Thanks, I think it looks pretty great! That solves exactly the
concerns I had with the other implementation.

On Mon, Jul 12, 2021 at 3:06 PM Raul Rangel <[email protected]> wrote:
>
> So I've spun a patch train that uses threads:
> https://review.coreboot.org/c/coreboot/+/56225/1
>
> Let me know what you think.
>
> Thanks!
>
> On Wed, Jul 7, 2021 at 7:24 PM Julius Werner <[email protected]> wrote:
> >
> > Pulling out some of the discussions that we already had inside Google
> > to this wider audience, I am strongly against parallelization
> > mechanisms that pull this much extra complexity into existing code
> > (particularly the already very complicated CBFS framework). I think
> > https://review.coreboot.org/c/coreboot/+/56049 is a perfect example of
> > the maintainability drawbacks of this approach, requiring to weave
> > large new chunks of code throughout the whole stack downwards, from
> > CBFS into the rdev layer and finally into the platform SPI driver,
> > just to be able to asynchronously execute a single read operation. The
> > CBFS patch isn't even complete, there will be more code needed to
> > support other primitives (e.g. cbfs_map()), decompression, etc. And
> > it's duplicating a lot of the existing flow from the synchronous code
> > in _cbfs_alloc().
> >
> > I think if we want a parallelization mechanism, we should converge
> > onto a single one that can solve a variety of current and future use
> > cases, and can be applied optionally where individual platforms need
> > it without having to grow tentacles into every other part of coreboot.

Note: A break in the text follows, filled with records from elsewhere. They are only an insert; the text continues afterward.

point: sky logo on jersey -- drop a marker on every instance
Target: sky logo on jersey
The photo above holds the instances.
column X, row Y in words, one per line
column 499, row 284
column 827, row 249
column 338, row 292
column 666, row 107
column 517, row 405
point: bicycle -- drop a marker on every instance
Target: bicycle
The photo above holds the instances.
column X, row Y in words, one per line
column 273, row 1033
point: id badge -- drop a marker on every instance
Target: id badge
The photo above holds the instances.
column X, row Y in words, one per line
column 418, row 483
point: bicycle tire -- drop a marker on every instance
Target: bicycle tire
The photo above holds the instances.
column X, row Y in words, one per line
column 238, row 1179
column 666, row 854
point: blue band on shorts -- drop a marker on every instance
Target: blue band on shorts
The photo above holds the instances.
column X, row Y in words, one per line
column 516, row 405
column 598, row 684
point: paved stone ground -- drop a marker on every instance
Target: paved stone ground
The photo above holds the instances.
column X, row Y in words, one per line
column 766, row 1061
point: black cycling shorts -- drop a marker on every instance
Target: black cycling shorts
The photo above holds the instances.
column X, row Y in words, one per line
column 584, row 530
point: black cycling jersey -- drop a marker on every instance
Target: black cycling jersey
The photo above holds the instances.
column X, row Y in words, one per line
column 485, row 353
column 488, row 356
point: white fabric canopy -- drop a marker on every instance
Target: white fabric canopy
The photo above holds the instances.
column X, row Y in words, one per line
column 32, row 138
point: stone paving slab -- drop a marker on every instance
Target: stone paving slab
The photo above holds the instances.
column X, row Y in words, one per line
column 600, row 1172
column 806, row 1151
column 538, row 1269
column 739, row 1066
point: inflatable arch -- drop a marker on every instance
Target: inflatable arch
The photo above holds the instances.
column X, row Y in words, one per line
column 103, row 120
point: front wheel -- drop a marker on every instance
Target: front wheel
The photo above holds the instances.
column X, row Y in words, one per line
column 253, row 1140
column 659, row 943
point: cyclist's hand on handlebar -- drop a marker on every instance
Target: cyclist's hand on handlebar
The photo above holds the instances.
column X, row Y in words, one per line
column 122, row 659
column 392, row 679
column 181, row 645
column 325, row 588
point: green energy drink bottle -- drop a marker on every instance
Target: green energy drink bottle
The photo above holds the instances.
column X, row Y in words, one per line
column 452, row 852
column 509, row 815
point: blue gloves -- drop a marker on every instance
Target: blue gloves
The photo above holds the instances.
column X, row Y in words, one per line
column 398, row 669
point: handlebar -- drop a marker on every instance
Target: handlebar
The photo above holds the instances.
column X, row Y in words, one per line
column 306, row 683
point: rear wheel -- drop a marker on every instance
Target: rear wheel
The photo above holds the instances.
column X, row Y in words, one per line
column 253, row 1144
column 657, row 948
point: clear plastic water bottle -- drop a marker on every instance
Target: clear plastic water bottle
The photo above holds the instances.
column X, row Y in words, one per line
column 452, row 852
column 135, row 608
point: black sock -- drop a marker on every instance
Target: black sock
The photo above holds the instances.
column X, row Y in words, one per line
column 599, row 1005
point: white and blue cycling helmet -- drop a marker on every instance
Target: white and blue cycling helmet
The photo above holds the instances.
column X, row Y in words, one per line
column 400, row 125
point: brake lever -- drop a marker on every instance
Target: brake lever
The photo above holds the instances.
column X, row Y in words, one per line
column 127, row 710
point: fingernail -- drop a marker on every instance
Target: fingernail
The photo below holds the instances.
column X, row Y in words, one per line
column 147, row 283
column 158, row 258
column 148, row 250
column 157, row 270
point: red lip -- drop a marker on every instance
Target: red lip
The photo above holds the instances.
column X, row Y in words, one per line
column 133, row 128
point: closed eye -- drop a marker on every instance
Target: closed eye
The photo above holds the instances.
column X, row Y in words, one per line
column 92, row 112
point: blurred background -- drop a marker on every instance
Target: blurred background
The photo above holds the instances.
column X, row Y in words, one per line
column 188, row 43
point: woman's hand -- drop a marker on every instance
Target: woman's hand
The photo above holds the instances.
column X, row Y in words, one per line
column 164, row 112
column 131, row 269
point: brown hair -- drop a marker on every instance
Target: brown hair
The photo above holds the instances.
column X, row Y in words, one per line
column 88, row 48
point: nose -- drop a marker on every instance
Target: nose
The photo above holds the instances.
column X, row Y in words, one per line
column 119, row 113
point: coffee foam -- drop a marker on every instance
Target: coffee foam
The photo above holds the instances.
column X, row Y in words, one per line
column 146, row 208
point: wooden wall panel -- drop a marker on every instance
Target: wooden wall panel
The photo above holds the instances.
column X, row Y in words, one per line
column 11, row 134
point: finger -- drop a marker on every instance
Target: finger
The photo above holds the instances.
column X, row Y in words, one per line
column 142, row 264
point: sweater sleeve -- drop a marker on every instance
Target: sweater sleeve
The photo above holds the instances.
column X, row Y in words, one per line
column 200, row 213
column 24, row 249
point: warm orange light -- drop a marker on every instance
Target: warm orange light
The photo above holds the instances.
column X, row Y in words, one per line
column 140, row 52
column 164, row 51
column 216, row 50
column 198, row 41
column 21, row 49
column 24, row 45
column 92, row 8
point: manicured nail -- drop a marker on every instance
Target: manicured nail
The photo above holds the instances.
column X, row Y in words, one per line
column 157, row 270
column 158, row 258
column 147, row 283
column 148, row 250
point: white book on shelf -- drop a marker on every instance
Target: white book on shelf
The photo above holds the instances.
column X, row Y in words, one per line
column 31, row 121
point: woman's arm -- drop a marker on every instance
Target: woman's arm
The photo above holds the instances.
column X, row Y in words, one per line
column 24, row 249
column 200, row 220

> > And I think the much better model for that would be cooperative
> > multithreading (e.g. setting up a second stack and execution context
> > and then having the CPU ping-pong back and forth between them while
> > the other one is idle and waiting on hardware somewhere). In fact
> > coreboot already has all this implemented in src/lib/threads.c
> > (CONFIG_COOP_MULTITASKING), although it seems that nobody has really
> > used it in a while.
> >
> > The clear advantage of cooperative multithreading is that almost none
> > of the code, especially not most of these in-between layers like CBFS
> > and rdev, need to be modified to support it. You can create a thread
> > and send it off to, say, begin loading the payload while the rest of
> > the boot state machine is still running platform initialization code,
> > and it can run through all the CBFS motions (including verification
> > and whatever other optional features are enabled) without any of those
> > having been written specifically with asynchronous operation in mind.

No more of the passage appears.